Anyone know how the water is down there? I buddy & I went down about 5 days ago & it was rip roaring & had to be a few feet high.

Just curious before I drive 45 miles to find out.


----------



## RiverWader (Apr 1, 2006)

Its up just a little, But still kinda muddy, I plan on hitting it tonite or tomorrow nite for some Cats


----------



## musikman43155 (May 14, 2008)

Yeah, I had the same idea. When I was there 5 days ago it was really pushing some water around, & the spot nearest to the Goodyear Tire shop was under a few feet of water. There was hardly any place to stand let alone sit.

We couldn't keep our bait down with 3 oz. of weight & I'm not sure we could have with 6 oz.


----------



## musikman43155 (May 14, 2008)

The center " island " almost wasn't visible it was up so high. 

http://waterdata.usgs.gov/usa/nwis/uv?site_no=03159500


----------



## turkeyt (Apr 13, 2006)

I went by the Hocking friday up to Lancaster and the river was up and muddy. If they got all the rain forcast for Sat. it would be tough to fish.


----------



## alock0889 (Feb 6, 2009)

drove by whites mill today. still up and muddy and movin pretty good


----------



## musikman43155 (May 14, 2008)

I was there about a week ago & couldn't keep bait on the bottom with 6 oz. of weight.


----------



## fishing_marshall (Jun 12, 2004)

I always did good there for catfish when it was flooded. Keep your bait just a few feet off the bank in a small eddie.


----------



## musikman43155 (May 14, 2008)

Man, I am very tempted to head to Athens Wednesday night. It seems the water is slowing down nicely.

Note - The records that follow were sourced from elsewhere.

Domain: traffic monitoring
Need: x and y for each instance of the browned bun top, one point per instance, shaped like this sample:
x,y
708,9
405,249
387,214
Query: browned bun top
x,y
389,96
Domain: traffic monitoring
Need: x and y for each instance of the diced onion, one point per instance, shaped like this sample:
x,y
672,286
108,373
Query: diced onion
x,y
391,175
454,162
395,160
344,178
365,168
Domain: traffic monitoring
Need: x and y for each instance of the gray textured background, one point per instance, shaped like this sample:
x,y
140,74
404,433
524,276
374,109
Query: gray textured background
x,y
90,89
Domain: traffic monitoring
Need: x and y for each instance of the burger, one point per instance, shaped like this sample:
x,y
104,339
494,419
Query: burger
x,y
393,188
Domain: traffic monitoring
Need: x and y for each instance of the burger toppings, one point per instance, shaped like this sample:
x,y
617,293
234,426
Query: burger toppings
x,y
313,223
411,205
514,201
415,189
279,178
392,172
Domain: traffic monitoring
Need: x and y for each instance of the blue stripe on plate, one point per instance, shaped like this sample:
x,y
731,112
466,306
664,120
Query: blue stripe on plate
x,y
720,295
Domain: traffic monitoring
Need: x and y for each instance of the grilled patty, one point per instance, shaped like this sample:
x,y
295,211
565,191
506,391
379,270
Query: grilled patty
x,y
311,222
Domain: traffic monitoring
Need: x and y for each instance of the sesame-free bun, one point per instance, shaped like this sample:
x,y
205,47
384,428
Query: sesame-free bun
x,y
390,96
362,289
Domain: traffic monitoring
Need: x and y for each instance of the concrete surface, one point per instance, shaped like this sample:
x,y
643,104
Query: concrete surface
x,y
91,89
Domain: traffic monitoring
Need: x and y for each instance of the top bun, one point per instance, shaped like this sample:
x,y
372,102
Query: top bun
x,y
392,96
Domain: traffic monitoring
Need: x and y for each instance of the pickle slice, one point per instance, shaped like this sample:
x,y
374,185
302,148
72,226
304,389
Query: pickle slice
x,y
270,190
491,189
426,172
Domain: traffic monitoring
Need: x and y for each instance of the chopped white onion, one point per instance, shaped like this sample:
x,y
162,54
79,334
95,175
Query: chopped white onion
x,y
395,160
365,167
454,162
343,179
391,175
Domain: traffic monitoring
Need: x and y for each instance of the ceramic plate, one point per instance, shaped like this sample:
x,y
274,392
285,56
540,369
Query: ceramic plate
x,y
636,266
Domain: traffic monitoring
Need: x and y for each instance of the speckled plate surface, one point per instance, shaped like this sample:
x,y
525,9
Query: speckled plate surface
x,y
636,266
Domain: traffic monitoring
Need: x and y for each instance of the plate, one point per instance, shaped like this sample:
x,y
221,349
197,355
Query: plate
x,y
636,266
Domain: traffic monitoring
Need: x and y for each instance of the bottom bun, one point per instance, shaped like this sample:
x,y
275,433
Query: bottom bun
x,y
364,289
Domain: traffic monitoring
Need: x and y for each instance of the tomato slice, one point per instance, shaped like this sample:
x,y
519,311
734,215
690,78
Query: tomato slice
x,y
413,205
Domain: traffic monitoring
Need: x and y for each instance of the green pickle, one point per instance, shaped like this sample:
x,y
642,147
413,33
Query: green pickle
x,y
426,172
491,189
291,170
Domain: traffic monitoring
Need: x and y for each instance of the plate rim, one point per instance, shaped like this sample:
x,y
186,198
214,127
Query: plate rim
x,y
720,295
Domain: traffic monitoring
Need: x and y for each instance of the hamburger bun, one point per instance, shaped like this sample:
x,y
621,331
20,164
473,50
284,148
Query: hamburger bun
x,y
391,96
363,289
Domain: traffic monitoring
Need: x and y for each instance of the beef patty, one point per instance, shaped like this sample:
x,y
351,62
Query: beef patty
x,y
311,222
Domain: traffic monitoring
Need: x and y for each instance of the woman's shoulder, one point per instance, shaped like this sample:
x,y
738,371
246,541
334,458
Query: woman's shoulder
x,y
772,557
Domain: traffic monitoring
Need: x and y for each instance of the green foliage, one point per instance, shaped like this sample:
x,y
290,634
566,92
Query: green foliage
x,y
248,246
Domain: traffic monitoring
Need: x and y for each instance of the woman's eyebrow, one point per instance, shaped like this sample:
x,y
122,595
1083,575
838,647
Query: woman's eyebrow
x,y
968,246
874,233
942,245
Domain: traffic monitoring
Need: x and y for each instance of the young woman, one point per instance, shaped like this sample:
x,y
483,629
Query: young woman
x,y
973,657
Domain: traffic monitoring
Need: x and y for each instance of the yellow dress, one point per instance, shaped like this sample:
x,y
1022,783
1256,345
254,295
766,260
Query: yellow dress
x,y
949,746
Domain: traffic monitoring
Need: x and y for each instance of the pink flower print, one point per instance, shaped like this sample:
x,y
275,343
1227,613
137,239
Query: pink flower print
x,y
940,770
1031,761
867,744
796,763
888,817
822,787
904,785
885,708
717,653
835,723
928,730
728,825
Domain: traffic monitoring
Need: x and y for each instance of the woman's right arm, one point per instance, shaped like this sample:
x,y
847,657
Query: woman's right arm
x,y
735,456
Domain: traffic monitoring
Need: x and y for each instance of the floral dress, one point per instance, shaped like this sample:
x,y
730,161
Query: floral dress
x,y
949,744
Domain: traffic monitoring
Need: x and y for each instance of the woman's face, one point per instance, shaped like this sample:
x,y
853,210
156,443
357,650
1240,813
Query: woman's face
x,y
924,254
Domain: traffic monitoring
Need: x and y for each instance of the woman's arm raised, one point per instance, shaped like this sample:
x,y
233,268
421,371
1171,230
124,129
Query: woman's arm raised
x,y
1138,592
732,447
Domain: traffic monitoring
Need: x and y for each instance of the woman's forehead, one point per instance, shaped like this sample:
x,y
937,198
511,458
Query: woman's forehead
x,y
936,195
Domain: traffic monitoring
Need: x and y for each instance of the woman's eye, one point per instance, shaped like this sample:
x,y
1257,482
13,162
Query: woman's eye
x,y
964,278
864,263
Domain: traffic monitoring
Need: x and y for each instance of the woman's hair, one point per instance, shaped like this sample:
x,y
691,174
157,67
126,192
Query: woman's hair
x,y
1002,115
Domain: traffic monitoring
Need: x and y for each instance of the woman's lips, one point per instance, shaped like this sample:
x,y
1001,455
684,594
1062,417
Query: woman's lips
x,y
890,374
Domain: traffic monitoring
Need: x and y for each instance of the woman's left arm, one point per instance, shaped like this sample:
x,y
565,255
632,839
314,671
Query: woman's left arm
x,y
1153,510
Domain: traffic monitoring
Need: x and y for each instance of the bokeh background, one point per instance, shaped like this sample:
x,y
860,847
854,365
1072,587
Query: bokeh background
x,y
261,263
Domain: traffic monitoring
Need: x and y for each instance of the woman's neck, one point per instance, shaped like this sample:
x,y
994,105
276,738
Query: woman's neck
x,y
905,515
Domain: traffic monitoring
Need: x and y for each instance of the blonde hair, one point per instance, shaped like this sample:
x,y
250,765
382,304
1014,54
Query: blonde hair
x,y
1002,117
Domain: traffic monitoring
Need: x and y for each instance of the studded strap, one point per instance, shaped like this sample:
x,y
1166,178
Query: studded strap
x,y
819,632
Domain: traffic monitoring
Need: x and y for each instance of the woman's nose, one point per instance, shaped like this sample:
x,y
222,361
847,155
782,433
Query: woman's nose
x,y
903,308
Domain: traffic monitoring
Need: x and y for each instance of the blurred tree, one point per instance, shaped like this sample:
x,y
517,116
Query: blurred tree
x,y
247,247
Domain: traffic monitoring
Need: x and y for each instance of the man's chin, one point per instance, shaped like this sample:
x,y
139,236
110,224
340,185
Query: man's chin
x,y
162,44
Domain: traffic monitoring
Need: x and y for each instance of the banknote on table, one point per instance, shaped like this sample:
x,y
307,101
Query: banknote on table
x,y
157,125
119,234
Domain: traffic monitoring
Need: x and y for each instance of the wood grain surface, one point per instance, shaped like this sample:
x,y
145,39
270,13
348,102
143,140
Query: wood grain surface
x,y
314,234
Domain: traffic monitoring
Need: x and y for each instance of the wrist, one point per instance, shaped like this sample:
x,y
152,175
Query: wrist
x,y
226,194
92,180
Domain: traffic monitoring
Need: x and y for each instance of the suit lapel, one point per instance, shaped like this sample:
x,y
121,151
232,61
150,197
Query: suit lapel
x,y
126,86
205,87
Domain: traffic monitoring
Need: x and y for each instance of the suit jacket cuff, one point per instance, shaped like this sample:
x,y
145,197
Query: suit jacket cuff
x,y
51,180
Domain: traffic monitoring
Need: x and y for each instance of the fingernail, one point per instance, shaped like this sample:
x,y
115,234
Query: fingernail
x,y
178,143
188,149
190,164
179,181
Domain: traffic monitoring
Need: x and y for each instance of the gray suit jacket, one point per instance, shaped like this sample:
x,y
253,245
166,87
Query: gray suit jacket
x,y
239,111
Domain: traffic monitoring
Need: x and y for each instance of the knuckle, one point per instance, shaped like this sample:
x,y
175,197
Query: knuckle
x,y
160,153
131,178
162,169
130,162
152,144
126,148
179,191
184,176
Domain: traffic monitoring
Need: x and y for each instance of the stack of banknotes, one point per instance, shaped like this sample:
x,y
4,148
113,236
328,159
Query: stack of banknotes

http://waterdata.usgs.gov/nwis/uv?c...&format=gif_default&period=7&site_no=03159500


----------



## RiverWader (Apr 1, 2006)

I didnt fish the Mill, But did fish the Hocking Sunday nite, Caught 6 Cats, 4 Channels and 2 Flatties , biggest was around 14lbs. Headed out tomorrow after work to do some wading


----------



## TheCream (Mar 19, 2009)

RiverWader said:


> I didnt fish the Mill, But did fish the Hocking Sunday nite, Caught 6 Cats, 4 Channels and 2 Flatties , biggest was around 14lbs. Headed out tomorrow after work to do some wading


It's finally cleaning up a bit around my place outside Athens. I bet the upper part of the river is looking OK right now, might check it out this weekend.


----------



## musikman43155 (May 14, 2008)

I think I'm going to go tonight & hope for the best.


----------



## TheCream (Mar 19, 2009)

musikman43155 said:


> I think I'm going to go tonight & hope for the best.


If you're catfishing, the Mill should be just fine. The river is down closer to normal level than it has been since March.


----------



## RiverWader (Apr 1, 2006)

Headed out wadin in about 15 minutes going from the Mill down to Stimson Bridge


----------



## musikman43155 (May 14, 2008)

I do intend on catfshing for the most part. A few weeks ago I couldn't keep the goldie-fish on the bottom with 6 oz. of weight.


----------



## Greentop (Apr 30, 2010)

Well how did you do? Seemed to be a great night. Wish I didnt have to spend it fixing a car.


----------



## TheCream (Mar 19, 2009)

Me and two buddies did a short evening float trip Saturday from a few miles below White's Mill to a take out point. We all caught fish, between three of us we boated 7 channel cats and a drum.


----------